Nijerya’da mücadele eden Sosyalist İşçi Birliği’nin genel sekteri Lai Brown, sorularımızı yanıtladı.
Koronavirüs salgını Batılı gelişmiş kapitalist ülkeleri sarsarken sağlık sistemleri zayıf ve yoksul Afrika ülkelerinde yaşayanların büyük risk altında olduğu çeşitli uluslararası kurumlar tarafından vurgulanıyor. Afrikalı işçiler ve yoksullar nasıl bir durumla karşı karşıya?

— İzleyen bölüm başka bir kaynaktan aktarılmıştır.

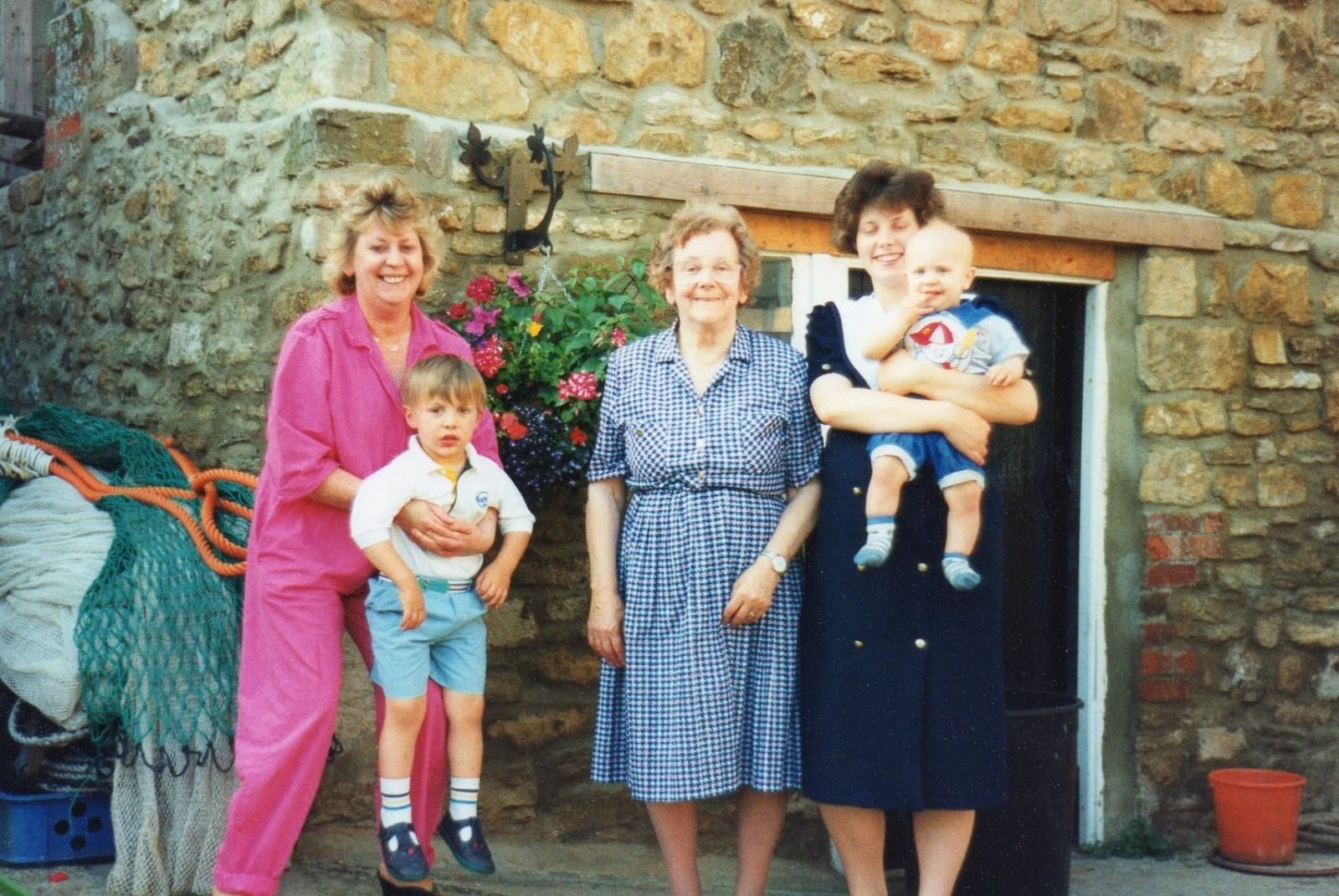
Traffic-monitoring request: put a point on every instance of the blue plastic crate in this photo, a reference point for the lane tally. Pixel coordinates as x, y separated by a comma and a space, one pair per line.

Otuz yıldan fazla süredir neoliberal kapitalizmle Afrika kıtası semer vurulmuş bir yük havyanı gibi kullanılıyor. Bu durum 1980'lerdeki 'Yapısal Uyum Programlarıyla başladı. Diğer konuların yanı sıra, sorunlar arasında fon yetersizliği, kadro eksikliği ile düşük kaliteli ve yetersiz sağlık tesisleri sayılabilir. Örneğin Şubat ayına kadar bütün Afrika'da SARS-CoV-2 testinin yapılabildiği sadece iki test merkezi vardı; biri Senegal'de diğeri ise Güney Afrika'daydı. Eğer hastalığın Afrika'da yayılmasını durdurmak için çalışan insanlara öncelik veren pratik eylemler gerçekleştirilmezse sağlık sistemi çökecek. Bu durumdan en kötü etkilenenler de çalışanlar olacak. Afrika'nın dört bir tarafındaki hükümetler şu an için bunu yapmakta fena halde başarısızlar.
Afrika hükümetlerinin ulusal bütçelerinin en az yüzde 15'ini sağlığa ayıracaklarını taahhüt ettikleri 2001 yılındaki Abuja Bildirgesine aykırı olarak, 1999 yılından bugüne farklı Nijerya hükümetleri bütçeden sağlığa %6'dan daha fazla pay ayırmadı. 2020 bütçesinde devlet başkanı Muhammadu Buhari'nin hükümeti, 200 milyonluk bir nüfusun sağlığı için bütçeden yetersiz bir kaynak ayırdı: 427,3 milyar Nijerya Nairası. Bu rakam 1,2 milyar dolara denk geliyor. Bu tutara sağlık işçilerinin maaşları, inşa edilecek yeni hastanelerin maliyeti, sağlık araştırmaları vb de dahil. Buna karşın 1000'den az seçilmiş görevlinin bulunduğu Ulusal Meclis için ayrılan bütçe ise 125 milyar Nijerya Nairası, yani 350 milyon dolar. Sahada çalışan sağlık çalışanları kişisel koruyucu donanım eksikliği yaşıyor ve işçiler bunu protesto ediyor. Örneğin 1 Nisan'da, Enugu eyaletindeki hemşireler Devlet Öğretim Hastanesi'nde kişisel koruyucu ekipmanların eksikliğini protesto etti.
Bugün için Afrika'da bildirilen toplam vaka sayısı New York'tan daha az, örneğin Nijerya'da toplam 627 bildirilmiş vaka var. Ancak Nijeryanın sosyal gerçekliğini ve Nijeryalı patronların özellikle bu pandeminin başlangıcındaki duyarsızlıklarını göz önüne alırsak, hastalığı kapan insanların sayısının bu bildirilen vaka sayısının birkaç misli olduğuna inanmak için nedenler olduğunu söyleyebiliriz. Kitlesel olarak test yapılmıyor, şu ana kadar yaklaşık 6000 kişiye test yapıldı. Federal hükümet geçen hafta günlük 1500 test kapasitesine ulaşmak için bir plan yapıldığını açıkladı. Şu anki durumda bildirilen 627 vaka içerisinde patronlar ve hükümet yetkilileri de var. Eğer test kapasitesi arttırılırsa vaka sayısının da geometrik olarak artması bekleniyor. Özellikle de yoksul ve çalışan nüfus içinde. Kitlesel test yapmak bu hastalıkla savaşmakta kritik bir öneme sahip ama sağlık sisteminin hazırlıksızlığı ve Nijerya ile diğer Afrika ülkelerinin yetersiz test kapasitesi, kapitalizmin yapısal başarısızlığının bir sonucu.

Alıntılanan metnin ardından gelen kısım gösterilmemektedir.